[EXPERIMENTO]

Justicia simiesca

Es sabido que en la ciencia interviene el azar con un peso a veces decisivo. En la recepción de la ciencia, también sucede eso. La aparición en los Proceedings of the National Academy of Sciences (PNAS) de un artículo acerca del sentido de la justicia en chimpancés, firmado por investigadores de la Universidad de Georgia y del Yerkes National Primate Research Center de la Emory University, Atlanta (ambas instituciones de Estados Unidos) ha tenido un eco notable en la prensa no especializada.

Aunque se habían publicado con anterioridad otros trabajos acerca de la manera como reaccionan esos simios y otros monos, como los capuchinos y los aulladores, ante situaciones de desigualdad, el que se sostenga que los chimpancés están muy cerca de nosotros rechazando las injusticias toca una clave humana muy sensible.

Pues bien, gracias a haber asistido a principios de mes a un coloquio de la National Academy en la Universidad de California en el que Sarah Brosnan –firmante sénior del artículo del PNAS– presentó los resultados de ese estudio, pude enterarme de su contenido antes de que se publicase.
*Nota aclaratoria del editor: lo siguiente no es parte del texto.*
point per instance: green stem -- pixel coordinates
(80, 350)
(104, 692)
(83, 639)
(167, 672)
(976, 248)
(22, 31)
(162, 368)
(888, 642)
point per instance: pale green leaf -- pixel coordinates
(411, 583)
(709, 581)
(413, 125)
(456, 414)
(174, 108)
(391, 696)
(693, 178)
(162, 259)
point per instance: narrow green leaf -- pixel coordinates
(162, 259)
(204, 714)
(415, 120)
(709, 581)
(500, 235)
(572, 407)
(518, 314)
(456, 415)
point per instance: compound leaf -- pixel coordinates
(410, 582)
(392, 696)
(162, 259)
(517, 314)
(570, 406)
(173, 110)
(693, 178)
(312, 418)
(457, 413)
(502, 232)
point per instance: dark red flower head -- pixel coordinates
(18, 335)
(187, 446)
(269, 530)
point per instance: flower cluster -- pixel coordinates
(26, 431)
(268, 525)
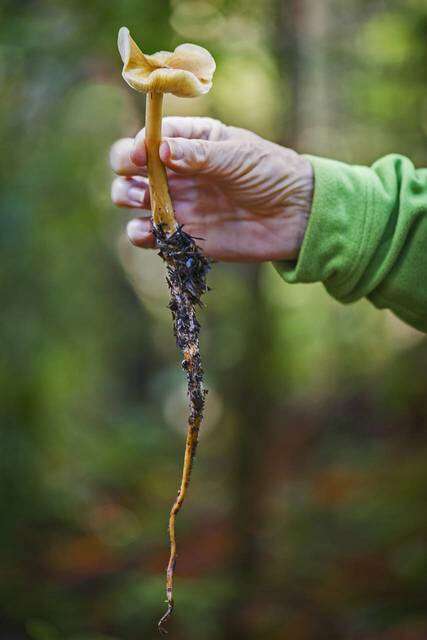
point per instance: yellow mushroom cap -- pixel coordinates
(186, 72)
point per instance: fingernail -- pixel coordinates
(176, 150)
(137, 195)
(138, 155)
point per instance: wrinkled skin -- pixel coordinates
(248, 199)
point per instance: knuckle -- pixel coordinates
(117, 191)
(200, 154)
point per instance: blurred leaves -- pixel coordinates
(306, 517)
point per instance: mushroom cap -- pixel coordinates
(186, 72)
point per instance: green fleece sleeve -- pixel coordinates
(367, 236)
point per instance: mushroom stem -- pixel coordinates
(161, 203)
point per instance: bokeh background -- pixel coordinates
(307, 514)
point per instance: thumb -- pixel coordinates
(198, 156)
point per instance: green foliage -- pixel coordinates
(306, 517)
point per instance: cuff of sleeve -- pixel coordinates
(333, 249)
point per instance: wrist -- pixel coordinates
(300, 203)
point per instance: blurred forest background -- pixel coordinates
(307, 515)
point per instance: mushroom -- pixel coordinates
(187, 72)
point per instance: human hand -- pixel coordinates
(242, 198)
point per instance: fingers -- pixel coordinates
(182, 127)
(215, 159)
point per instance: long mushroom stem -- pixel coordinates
(186, 269)
(161, 203)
El experimento de Brosnan y colaboradores (el llamado “juego del ultimátum”) consiste en dar a parejas de chimpancés la posibilidad de que se repartan algunos objetos valiosos –que pueden cambiarse por comida– de tal forma que un simio ofrece cómo se repartirán y el otro acepta o no esa oferta. Si no la acepta, ambos se quedan sin nada. Las conclusiones son contrarias a las que obtuvieron Josep Call y Michael Tomasello en experimentos equivalentes realizados en el Instituto Max Planck de Leipzig (Alemania). En los trabajos europeos, los simios se mostraron racionalistas absolutos, aceptando cualquier intercambio ya fuese justo o injusto porque, de lo contrario, se quedaban de vacío. En los americanos, los chimpancés rechazaron el trato vejatorio.

¿Qué experimento merece más confianza? Unos y otros muestran puntos débiles y carencias porque, de manera inevitable, una investigación de ese estilo supone trasgredir el sistema de vida natural de los chimpancés, en el que no existen tales intercambios con “dinero” por medio.

Es necesario afinar el procedimiento experimental y, en particular, sería bueno que se aumentase tanto el peso estadístico de los ensayos como la congruencia de los resultados, un tanto variables de momento. Pero lo más interesante es la conducta en unas condiciones en las que lo obtenido en el reparto no depende de que este sea aceptado (un juego algo diferente, el del “dictador).

En este segundo caso, tanto los chimpancés como los seres humanos se manifiestan, de acuerdo con Brosnan y colaboradores, egoístas negándose a dar parte de lo que consideran suyo. Pero no siempre es así en el caso de nuestra especie. Tampoco cabría darlo por cierto, sin estudios más precisos, cuando se trata de chimpancés.